Trump ve Musk arasındaki kırılgan denge
Trump ve Musk ilişkisi, devlet ile teknoloji devleri arasındaki gerilimli dansın bir özeti. Hikaye, 2017'de Musk’ın, Trump'ın Paris İklim Anlaşması'nı terk etmesine karşı çıkıp istifa etmesiyle başlamıştı. Bu tepki, çevre duyarlılığından çok devlet teşviki alan enerji yatırımlarına olan bağımlılığa işaret ediyordu. Bu dönemde Trump, Musk'ı hem övmüş hem de kişiliğine yönelik alaycı yorumlar yapmıştı. 2024 seçimlerinde ise ikili yeniden yakınlaştı. Musk, Trump'a hem mali destek sağladı hem de X platformunu propaganda aracına dönüştürerek aktif siyasi bir aktöre evrildi. Bu destek, Musk'ın Hükümet Verimliliği Departmanına (DOGE) atanması ve yönetimde doğrudan yer almasıyla taçlandırıldı.

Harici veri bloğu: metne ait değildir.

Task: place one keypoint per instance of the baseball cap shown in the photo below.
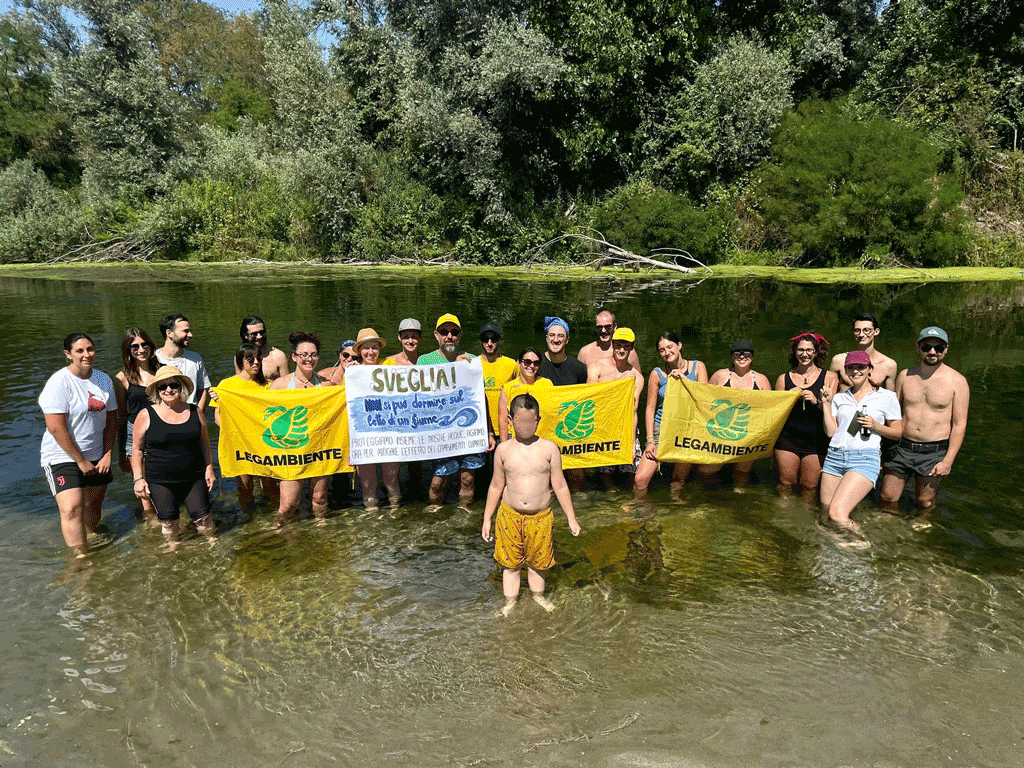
(489, 328)
(448, 317)
(933, 332)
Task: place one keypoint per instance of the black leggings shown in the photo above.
(168, 500)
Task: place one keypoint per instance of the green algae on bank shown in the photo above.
(181, 271)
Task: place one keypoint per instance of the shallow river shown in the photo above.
(715, 629)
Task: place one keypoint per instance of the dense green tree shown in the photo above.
(839, 190)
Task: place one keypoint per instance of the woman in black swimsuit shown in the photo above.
(740, 375)
(801, 448)
(138, 355)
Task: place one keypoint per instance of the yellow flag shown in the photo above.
(706, 424)
(288, 434)
(592, 424)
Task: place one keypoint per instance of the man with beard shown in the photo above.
(448, 332)
(934, 398)
(605, 326)
(177, 335)
(253, 330)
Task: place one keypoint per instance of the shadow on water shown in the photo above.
(691, 628)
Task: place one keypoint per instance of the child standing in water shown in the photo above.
(526, 471)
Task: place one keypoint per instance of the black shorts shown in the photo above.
(168, 498)
(909, 458)
(67, 476)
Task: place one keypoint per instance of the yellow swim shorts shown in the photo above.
(523, 539)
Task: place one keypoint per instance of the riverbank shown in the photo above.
(192, 271)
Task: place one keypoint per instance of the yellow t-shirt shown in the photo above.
(495, 375)
(517, 386)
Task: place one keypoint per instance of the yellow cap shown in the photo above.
(448, 318)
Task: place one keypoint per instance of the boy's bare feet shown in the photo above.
(544, 602)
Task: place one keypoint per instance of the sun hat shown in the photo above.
(366, 335)
(448, 317)
(169, 372)
(489, 328)
(933, 332)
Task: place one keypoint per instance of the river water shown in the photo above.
(714, 629)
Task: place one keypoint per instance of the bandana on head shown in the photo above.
(821, 340)
(550, 323)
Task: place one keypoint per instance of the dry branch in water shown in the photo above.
(610, 253)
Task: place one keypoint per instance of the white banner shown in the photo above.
(412, 413)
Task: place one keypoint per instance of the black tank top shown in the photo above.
(174, 452)
(137, 400)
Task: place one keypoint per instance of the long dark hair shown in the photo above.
(820, 348)
(130, 367)
(249, 352)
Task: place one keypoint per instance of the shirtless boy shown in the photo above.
(612, 369)
(935, 399)
(527, 470)
(601, 349)
(884, 369)
(253, 330)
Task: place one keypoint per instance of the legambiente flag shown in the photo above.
(288, 434)
(708, 424)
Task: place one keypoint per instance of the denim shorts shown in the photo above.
(445, 467)
(863, 462)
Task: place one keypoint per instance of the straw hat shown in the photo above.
(366, 335)
(169, 372)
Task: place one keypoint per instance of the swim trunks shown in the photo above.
(523, 539)
(909, 458)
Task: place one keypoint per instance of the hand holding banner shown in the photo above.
(412, 413)
(708, 424)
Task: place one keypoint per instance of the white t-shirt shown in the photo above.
(881, 404)
(86, 401)
(192, 366)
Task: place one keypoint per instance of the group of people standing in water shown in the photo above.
(856, 418)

Kurulan ittifak, teknoloji şirketlerinin devletle simbiyotik ama çatışmalı ilişkisinin bir yansımasıydı. Aynı dönemde diğer teknoloji devleri de Trump ile kurulan ittifaka dahil oldular. Bu büyük ittifak, Trump'a yönelik destek açıklamalarıyla alenileşti ve Trump tarafından açıklanan yeni teknolojilere yönelik teşviklerle perçinlendi. Ancak Musk'ın doğrudan Trump yönetiminde yer almasıyla birlikte devleti "verimli" hale getirmek adına binlerce kamu çalışanını işten çıkarması, farklı federal kurumları kapatması, gizliliği yüksek verilere erişim sağlaması gibi adımları kamuoyunda sermaye gücünün siyasi nüfuza dönüştürme girişimleri olarak algılandı. Bu noktada, Musk'ın artan gücüne paralel olarak Trump ile çatışma ihtimali de günden güne arttı.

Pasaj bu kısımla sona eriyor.